Umhalla captained the Champion Cricket Club of King William's Town in the first inter-town match against Ngqika Cricket Club from East London in 1883 and the next year he led his club to victory in the first inter-town club competition for black clubs in the Cape.

Immediately afterwards Champion CC challenged and beat the local Alberts Cricket Club, one of the earliest and best known white clubs in the colony.

In 1889 a report described Umhalla as among the best players and worthy of consideration for a proposed "Anglo-African" team to tour England, a status which, Odendaal suggests, allowed one to contemplate according him the epithet of the "African Ranji".

In the 1880s, after 10 wars of dispossession, hundreds of thousands of Africans had become British subjects.

Cricket spread by virtue of its established tradition in hundreds of mission schools, particularly in the Eastern Cape.

Lovedale College near Alice, run by the Presbyterians, became the most famous of these schools (the book features the first known cricket action photograph of black cricketers, in the "1890s or earlier", taken at Lovedale).

Lovedale and Healdtown, as the main nurseries for African cricket, developed an intense rivalry around inter-college matches, much as did the local white boys' schools such as Queen's, Dale, Selborne and St An-drew's colleges.

In 1891, Lovedale beat Dale, more than a century later the alma mater of Makhaya Ntini, by 15 runs.

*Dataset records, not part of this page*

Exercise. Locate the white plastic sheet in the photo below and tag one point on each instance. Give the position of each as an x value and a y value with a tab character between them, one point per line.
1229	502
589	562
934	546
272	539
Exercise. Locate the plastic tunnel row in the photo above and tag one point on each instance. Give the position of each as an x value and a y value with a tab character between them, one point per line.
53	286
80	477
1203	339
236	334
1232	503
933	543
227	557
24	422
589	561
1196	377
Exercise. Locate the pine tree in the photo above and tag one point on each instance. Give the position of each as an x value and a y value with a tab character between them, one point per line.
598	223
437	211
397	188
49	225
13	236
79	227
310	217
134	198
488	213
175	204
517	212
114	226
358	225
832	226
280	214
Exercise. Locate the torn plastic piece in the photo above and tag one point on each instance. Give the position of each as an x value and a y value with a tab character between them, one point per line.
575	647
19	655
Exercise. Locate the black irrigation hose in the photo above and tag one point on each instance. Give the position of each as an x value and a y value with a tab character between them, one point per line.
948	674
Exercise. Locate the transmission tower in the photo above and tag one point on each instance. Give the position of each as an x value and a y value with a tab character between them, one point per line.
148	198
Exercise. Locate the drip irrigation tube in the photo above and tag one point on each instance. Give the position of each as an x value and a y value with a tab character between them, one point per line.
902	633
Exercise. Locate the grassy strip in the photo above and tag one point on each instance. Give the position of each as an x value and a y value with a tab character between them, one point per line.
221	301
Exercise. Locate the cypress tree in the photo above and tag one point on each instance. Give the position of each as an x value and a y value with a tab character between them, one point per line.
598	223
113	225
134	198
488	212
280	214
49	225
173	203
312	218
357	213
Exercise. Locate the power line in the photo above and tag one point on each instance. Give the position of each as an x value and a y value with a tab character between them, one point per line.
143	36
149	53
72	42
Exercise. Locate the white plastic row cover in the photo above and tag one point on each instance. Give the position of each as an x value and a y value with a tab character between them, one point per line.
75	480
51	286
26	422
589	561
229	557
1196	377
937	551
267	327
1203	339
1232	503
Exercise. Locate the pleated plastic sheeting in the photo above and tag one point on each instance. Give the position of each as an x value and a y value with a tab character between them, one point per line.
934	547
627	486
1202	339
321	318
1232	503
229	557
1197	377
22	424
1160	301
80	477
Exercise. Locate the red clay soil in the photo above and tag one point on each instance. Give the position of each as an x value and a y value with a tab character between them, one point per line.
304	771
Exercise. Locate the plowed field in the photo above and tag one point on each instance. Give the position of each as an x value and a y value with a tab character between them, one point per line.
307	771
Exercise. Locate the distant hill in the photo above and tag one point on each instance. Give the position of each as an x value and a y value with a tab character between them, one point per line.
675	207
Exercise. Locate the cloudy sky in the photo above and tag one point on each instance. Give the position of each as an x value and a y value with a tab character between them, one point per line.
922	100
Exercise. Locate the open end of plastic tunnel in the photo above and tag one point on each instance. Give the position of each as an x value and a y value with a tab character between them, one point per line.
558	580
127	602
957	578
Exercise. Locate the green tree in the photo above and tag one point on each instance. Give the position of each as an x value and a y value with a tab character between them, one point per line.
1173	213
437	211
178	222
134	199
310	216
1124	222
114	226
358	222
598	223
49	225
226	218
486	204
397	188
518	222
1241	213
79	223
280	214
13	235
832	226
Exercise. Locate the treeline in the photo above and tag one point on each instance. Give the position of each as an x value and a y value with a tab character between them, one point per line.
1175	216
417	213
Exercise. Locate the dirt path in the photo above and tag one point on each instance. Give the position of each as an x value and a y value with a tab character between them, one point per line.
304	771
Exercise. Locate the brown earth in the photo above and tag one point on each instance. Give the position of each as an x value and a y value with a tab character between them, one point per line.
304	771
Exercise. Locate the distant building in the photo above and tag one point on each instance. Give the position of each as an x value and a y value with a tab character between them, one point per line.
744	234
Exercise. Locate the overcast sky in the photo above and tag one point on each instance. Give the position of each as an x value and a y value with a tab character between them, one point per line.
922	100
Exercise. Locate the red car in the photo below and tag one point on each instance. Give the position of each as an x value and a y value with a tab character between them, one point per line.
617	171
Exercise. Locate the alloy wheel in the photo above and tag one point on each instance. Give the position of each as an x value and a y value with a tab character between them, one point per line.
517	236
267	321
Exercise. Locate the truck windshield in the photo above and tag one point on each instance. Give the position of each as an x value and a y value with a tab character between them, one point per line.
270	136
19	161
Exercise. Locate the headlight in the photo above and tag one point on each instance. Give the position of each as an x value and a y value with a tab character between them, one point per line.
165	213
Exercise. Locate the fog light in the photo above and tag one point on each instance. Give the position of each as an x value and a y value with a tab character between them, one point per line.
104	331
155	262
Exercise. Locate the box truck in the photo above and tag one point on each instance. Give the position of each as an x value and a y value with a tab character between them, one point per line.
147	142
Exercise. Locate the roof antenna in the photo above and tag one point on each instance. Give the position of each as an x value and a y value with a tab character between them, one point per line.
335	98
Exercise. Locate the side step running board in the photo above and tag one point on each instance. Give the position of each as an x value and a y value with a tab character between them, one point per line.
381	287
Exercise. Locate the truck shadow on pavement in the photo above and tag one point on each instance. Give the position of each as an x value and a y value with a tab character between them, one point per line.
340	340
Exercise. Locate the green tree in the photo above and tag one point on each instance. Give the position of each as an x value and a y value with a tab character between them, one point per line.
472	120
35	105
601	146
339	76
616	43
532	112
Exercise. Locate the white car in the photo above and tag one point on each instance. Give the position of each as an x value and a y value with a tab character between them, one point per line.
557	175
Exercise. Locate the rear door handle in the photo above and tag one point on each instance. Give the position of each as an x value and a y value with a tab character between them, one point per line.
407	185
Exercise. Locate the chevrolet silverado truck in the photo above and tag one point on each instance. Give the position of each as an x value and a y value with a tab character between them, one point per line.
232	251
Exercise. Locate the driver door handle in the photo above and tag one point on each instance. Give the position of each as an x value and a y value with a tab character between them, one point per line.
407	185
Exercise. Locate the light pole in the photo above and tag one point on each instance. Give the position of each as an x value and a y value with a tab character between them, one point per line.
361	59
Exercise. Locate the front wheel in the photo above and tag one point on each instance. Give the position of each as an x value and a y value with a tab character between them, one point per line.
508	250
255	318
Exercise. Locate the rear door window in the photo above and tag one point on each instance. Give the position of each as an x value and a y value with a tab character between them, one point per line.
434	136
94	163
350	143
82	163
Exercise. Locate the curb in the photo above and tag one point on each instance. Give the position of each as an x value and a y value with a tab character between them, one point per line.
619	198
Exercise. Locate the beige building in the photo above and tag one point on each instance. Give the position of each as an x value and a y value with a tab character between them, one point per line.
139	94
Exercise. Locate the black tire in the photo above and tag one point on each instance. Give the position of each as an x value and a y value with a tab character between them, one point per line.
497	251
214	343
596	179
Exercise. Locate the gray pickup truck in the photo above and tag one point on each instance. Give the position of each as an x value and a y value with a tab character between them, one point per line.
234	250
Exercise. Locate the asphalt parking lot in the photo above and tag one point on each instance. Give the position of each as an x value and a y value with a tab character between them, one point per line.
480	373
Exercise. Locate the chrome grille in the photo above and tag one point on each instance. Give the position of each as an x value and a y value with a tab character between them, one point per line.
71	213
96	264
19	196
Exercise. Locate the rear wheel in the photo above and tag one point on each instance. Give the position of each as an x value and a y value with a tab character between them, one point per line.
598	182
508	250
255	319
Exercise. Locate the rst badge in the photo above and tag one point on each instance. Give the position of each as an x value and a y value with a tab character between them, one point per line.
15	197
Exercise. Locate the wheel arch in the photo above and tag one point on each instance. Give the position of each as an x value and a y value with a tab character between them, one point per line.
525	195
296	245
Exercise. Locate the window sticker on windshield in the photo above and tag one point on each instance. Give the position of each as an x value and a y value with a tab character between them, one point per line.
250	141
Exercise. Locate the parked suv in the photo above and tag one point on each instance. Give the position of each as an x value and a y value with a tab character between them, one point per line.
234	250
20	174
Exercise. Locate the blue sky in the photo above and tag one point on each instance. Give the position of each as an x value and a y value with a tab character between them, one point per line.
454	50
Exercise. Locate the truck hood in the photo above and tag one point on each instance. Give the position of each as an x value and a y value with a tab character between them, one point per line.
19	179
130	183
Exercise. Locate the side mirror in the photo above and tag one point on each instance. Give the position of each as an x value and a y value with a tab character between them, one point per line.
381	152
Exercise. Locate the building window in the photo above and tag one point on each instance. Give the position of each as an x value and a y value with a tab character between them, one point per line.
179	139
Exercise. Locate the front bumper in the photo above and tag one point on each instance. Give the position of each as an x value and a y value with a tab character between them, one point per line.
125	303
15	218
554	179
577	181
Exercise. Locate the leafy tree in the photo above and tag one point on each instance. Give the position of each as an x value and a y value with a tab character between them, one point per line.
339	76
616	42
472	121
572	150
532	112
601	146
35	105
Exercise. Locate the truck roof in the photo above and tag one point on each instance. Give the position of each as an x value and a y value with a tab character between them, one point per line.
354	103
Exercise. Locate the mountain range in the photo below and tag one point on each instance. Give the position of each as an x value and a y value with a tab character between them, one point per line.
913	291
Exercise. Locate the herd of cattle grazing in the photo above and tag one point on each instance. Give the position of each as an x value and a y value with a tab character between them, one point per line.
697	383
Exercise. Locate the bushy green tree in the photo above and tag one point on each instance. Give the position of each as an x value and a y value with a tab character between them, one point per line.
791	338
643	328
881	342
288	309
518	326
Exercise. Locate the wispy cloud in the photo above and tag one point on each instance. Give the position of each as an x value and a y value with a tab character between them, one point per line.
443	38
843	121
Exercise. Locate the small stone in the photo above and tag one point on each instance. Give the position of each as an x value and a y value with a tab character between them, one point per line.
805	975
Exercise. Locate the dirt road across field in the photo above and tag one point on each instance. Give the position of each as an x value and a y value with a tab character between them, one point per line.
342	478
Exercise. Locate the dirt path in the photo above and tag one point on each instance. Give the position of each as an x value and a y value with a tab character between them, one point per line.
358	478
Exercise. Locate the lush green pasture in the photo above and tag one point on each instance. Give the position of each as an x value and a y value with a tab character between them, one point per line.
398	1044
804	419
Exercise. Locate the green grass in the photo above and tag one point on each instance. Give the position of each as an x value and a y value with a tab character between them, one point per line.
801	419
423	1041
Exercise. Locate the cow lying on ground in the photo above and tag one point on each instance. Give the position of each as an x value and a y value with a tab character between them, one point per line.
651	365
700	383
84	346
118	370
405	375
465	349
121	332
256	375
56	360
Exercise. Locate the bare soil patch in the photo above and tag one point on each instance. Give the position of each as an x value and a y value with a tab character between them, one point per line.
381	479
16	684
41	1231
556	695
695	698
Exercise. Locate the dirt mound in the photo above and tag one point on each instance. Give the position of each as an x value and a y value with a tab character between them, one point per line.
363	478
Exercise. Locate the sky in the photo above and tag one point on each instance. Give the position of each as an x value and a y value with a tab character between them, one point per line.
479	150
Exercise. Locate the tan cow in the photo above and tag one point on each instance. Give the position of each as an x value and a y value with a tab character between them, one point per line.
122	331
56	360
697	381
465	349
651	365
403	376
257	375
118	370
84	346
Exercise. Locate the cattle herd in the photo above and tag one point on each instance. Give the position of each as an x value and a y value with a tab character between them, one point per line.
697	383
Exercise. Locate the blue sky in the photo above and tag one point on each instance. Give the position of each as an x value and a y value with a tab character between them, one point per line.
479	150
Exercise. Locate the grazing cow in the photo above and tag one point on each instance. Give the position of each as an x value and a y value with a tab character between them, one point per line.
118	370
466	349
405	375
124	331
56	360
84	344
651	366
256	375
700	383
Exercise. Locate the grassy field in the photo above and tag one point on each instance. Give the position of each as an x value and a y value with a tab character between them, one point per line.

Such a result shows how well developed the early black cricket culture was.

The book traces cricket developments in various communities, exploring events which took place in the SA Coloured Cricket Board, the SA Bantu Cricket Board, and eventually the SA Cricket Board of Control (SACBOC) and SA Cricket Board, which made moves towards non-racialism.

The book has a foreword by former president Nelson Mandela and is billed as a tribute to the late Khaya Majola, older brother of the present United Cricket Board (UCB) chief executive Gerald Majola.

Khaya Majola was one of South Africa's most important black cricketers and an important administrator once the various cricket bodies unified as the UCB in the early 1990s.

The 343-page text is enriched by hundreds of photographs, and reproductions of newspaper articles and scorecards.

The latter two-thirds of the volume reflect the story of South African cricket, from the 1950s, by following the progress of one player and his family.

The player in question is Eric Majola, father of Khaya and Gerald, who both gained national colours for the South African Cricket Board in 1987 - the only brothers and only Africans to gain this distinction in the SACB.

Father Eric had been a double "Bantu Springbok" in rugby and cricket, as a sporting legend of the 1950s and 1960s, and is still referred to by older sports followers as a flyhalf in the mould of Hansie Brewis, Keith Oxlee and Cliff Morgan of Wales.

The details which emerge from this narrative provide an intimate picture of African sport, seen against the background of apartheid, introduced in 1948 as formal state policy.

The impact of the game on other areas of life, and the broader influences that shaped cricket in the African community, are explored minutely.

Prominent figures like Eric Majola's bosom friend and schoolmate (and eventual neighbour in the PE township of New Brighton) Dan Qeqe, a well-known player and administrator, feature prominently in this section of the book.

Majola and his peers often played in Christmas tournaments, run by specially created boards in the rural areas they originated from. One such structure was the Zondeki Cricket Board, founded in 1939 at Izeli by the grandfather of SA international player Monde Zondeki.

Khaya Majola played first-class cricket for 17 years in the 1970s and 1980s, attaining the notable feats of playing in a record number of first-class games and ending up one of three all-rounders in two decades to score more than 2 000 runs and take 200 wickets.

He died prematurely of cancer in 2000 and his contribution as player and administrator to the game nationally was recognised when the national under-19 schools cricket week was named after him.

- Odendaal is also a co-editor (with Krish Reddy and Christopher Merrett) of a UCB-sanctioned two-volume Official History of South African Cricket, 1808-2003 due to be published next year.